Long back I was returning from Lome in West Africa. It is the capital of a small country Togo. Africa is a strange continent. Every country is ruled by a dictator. There is so much violence yet the Africans are a very fun loving lot. One African boasted that they don’t have many prisons. But you could hear bullets fired even from the airport. It was Kinshasha Airport I think. That told another story. Maybe that is why they didn’t need prisons I thought. I wanted to share this thought with that man. But he was over six and a half feet tall and weighed more than twenty stones.
I wanted to leave that place as soon as possible and heaved a sigh of relief when the plane took off. But that relief wasn’t for long. The plane developed some mechanical fault and we had to stay overnight in Nairobi.

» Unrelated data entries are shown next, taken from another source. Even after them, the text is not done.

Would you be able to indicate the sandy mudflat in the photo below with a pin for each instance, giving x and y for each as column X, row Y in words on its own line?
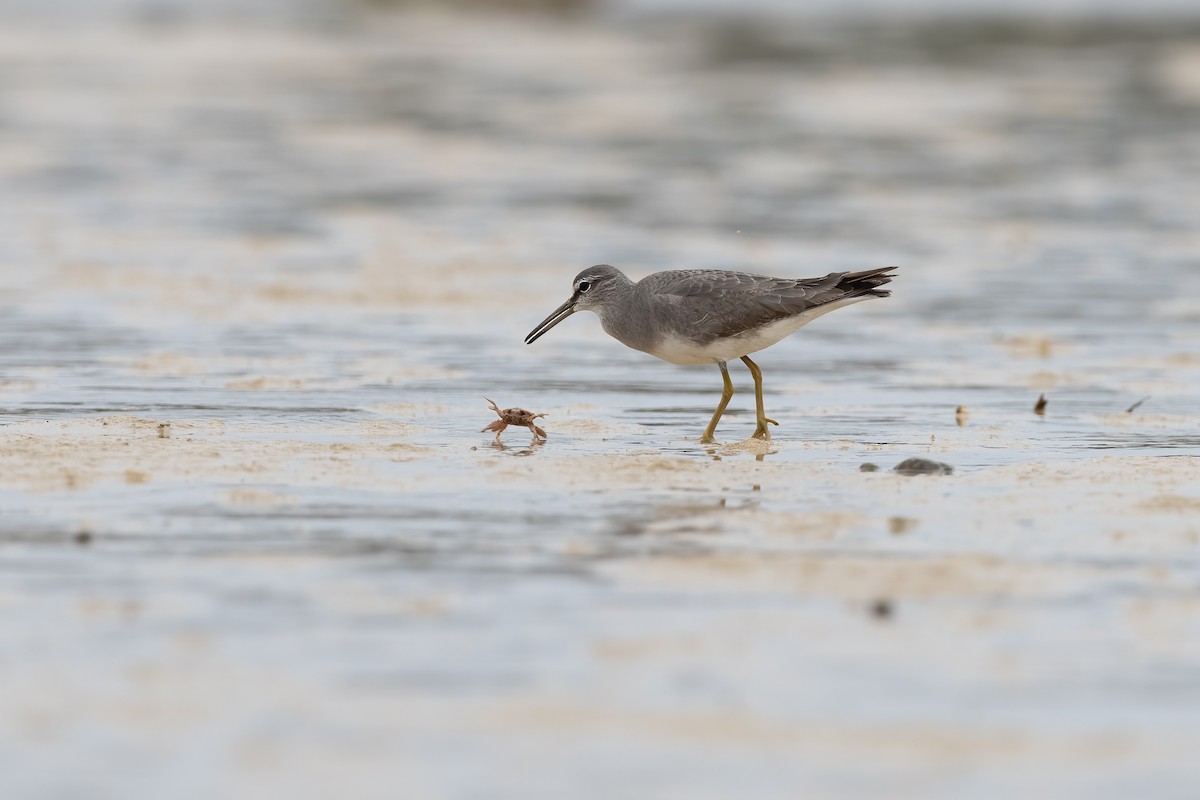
column 253, row 542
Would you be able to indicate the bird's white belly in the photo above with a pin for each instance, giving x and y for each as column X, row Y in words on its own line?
column 684, row 352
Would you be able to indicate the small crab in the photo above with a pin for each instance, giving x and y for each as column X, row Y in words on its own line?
column 517, row 416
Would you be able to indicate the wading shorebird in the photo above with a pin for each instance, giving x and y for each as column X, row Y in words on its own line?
column 693, row 317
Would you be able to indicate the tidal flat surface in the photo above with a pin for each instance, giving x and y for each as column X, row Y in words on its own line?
column 257, row 278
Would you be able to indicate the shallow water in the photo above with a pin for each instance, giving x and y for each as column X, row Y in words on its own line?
column 256, row 282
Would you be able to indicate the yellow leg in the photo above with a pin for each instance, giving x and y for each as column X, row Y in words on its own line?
column 760, row 431
column 726, row 394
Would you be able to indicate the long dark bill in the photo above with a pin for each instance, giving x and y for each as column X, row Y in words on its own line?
column 559, row 314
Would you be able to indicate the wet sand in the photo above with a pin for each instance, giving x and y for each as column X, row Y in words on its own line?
column 255, row 542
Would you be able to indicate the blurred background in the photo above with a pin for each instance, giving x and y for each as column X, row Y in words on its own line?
column 259, row 260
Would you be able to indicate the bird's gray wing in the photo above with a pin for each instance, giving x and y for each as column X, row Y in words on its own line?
column 707, row 305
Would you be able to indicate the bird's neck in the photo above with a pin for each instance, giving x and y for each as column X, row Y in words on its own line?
column 627, row 318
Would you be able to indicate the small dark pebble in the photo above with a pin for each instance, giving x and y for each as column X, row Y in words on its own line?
column 882, row 609
column 922, row 467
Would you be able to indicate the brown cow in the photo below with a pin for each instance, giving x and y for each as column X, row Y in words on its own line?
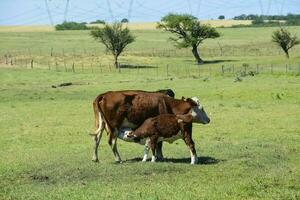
column 165, row 127
column 116, row 110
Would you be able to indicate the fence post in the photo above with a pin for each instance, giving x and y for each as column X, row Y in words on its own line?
column 73, row 67
column 167, row 70
column 65, row 65
column 6, row 59
column 271, row 68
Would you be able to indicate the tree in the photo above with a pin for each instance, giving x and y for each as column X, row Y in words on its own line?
column 221, row 17
column 71, row 26
column 188, row 30
column 124, row 20
column 285, row 40
column 114, row 37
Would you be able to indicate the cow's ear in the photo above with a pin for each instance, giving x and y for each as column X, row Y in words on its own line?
column 192, row 102
column 129, row 98
column 187, row 118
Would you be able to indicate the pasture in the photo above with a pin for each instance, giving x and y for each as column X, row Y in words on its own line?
column 250, row 150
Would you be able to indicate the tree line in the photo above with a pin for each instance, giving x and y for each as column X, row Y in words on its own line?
column 187, row 32
column 289, row 19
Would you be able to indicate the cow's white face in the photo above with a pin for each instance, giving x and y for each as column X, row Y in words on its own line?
column 198, row 113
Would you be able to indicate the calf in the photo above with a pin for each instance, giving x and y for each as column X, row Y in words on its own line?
column 165, row 127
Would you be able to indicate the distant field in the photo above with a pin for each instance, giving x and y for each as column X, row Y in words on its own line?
column 214, row 23
column 251, row 92
column 57, row 49
column 44, row 28
column 133, row 26
column 250, row 150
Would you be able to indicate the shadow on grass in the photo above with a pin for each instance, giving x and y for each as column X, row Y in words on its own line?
column 127, row 66
column 202, row 160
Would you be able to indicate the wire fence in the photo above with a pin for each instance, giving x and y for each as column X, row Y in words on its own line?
column 149, row 71
column 216, row 51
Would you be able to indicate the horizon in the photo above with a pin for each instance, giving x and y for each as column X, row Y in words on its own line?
column 51, row 12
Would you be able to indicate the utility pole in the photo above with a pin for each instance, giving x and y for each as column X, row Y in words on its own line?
column 110, row 10
column 66, row 10
column 49, row 13
column 130, row 9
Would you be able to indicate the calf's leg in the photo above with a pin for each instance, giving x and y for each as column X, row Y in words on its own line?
column 153, row 146
column 113, row 144
column 146, row 150
column 97, row 136
column 190, row 143
column 159, row 154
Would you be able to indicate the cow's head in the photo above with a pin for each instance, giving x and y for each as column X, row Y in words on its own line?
column 197, row 111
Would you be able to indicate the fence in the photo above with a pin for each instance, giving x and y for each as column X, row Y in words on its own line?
column 150, row 71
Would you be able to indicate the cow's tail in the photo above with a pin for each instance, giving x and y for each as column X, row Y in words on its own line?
column 99, row 121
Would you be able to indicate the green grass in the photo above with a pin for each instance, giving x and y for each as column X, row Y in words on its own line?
column 250, row 150
column 235, row 47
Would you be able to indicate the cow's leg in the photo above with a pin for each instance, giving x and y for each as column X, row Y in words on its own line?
column 153, row 146
column 159, row 154
column 97, row 137
column 113, row 144
column 146, row 150
column 190, row 143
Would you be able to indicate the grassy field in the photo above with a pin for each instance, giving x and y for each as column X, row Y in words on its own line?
column 250, row 150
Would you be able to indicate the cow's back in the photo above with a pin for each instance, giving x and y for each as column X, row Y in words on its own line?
column 134, row 106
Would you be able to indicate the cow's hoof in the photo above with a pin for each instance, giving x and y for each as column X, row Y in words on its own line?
column 160, row 159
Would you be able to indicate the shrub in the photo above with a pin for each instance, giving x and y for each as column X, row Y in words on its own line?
column 71, row 26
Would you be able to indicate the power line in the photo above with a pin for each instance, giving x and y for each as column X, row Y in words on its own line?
column 49, row 13
column 66, row 10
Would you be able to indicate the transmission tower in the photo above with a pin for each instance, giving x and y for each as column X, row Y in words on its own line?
column 49, row 13
column 66, row 10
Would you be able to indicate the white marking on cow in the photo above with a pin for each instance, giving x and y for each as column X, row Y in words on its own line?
column 128, row 124
column 194, row 158
column 153, row 158
column 146, row 149
column 198, row 113
column 101, row 124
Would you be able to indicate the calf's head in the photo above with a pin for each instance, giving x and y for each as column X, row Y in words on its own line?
column 197, row 111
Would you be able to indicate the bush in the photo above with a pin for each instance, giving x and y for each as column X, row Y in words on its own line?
column 71, row 26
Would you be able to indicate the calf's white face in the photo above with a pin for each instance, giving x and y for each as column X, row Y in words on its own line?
column 198, row 113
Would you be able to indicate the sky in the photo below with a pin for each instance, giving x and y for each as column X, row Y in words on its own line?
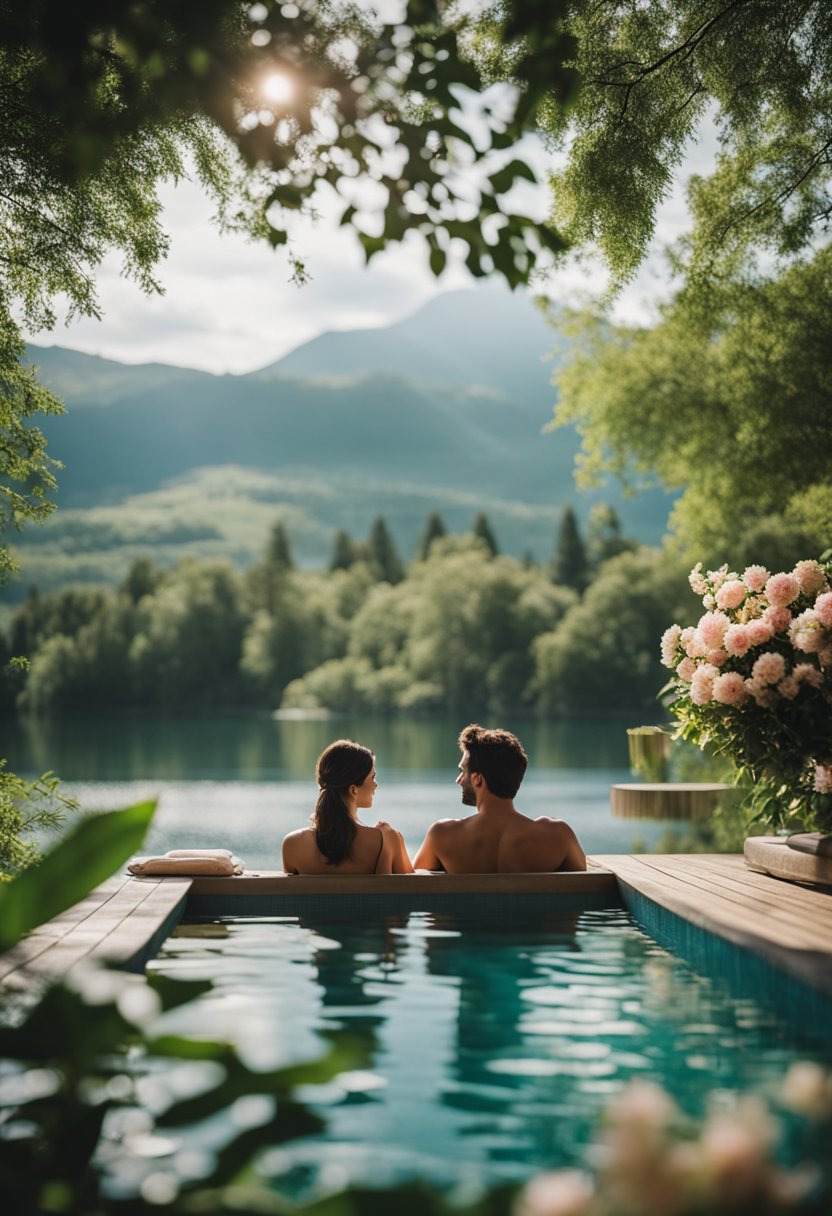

Nairobi is a great city. It has some of the most amazing wild life. I saw more Gujjus there then I saw in Ahemdabad. The moment any Indian saw you, he presumed that you spoke Gujrati. After a while I too joined the fun and started addressing anyone I met
“ Kem che! Majama che?”
The airport even fifteen years ago was much more posh than Mumbai airport which was considered to be the best one. Today we can boast of some good airports. I would rate Hyderabad airport as the best.
The closest to an accident I came in India was once when we were going to Simla. It was a small plane with a seating capacity of hardly twenty. The exuberant pilot, happy to see that lovely hill station tried to touch the land a bit too hastily. We landed almost close to the airport which then was nothing more than a small building. A bit too close for our comfort. As we walked the tarmac, I joked with the pilot that he made me feel like I was chauffer driven. He wasn’t amused and simply glared at me.
It was such a cold one that I almost caught a flu.